The horrors of life and death in today’s China, a vast country run in the name of the working class by a ‘Communist’ party committed to capitalism, provide huge ammunition to those who wish to discredit the very idea of socialism as an alternative. The author of this new book, like many others including some on the ‘left’, frequently refers to the “authoritarian Chinese Communist Party”, identifying authoritarianism with communism. But in fact today the ‘CCP’ label is simply used as a way of claiming historical legitimacy while the ‘CCP’ has been the main sponsor of the reintroduction of capitalism into China. But this same expert has no solution for overcoming the horrendous crimes against humanity he describes except to call on “the people of the world” to “put pressure” on China, boycott its goods and disinvest!
Academics can reveal horrific human rights abuses, diplomats can complain about them, but Xi Jinping and his billionaire friends in the ‘Communist Party’ government can (and do!) ignore them. The regime that uses censorship, surveillance and state repression on the vast scale indicated in Roberts’ book and elsewhere can only be challenged and overthrown by a mass movement – strikes and uprisings. It will not be mealy-mouthed appeals from diplomats and governments who continue to trade with Xi’s dictatorship to make profit for their own capitalist moguls. Nor will it be journalistic exposés of slave labour in China’s factories.
Books like The War on the Uighurs can make you angry.
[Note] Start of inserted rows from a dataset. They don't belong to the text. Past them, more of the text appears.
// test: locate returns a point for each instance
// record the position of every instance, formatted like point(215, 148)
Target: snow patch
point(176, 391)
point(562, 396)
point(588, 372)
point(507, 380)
But the power to change the horrific levels of repression and exploitation, not only of ethnic Uighurs but the vast majority of China’s massive population, is to implement genuine Marxist ideas. This means mobilising on a programme for full state ownership of industry, banks and commerce with democratic planning under the control and management of workers’ elected representatives. Only in this way can the sickening hypocrisy and tyrannical rule of the Chinese ‘Communist’ Party of today be wiped from the scene of history.
Just as the Bolsheviks did when they created the Union of Soviet Socialist Republics a century ago, a Chinese government genuinely led by working people would inscribe on its banner the right to self-determination of all oppressed nations. But it would also give the greatest encouragement to voluntary participation in a confederation of socialist nations, within and beyond the borders of present-day China, extending across the vast continent of Asia and internationally.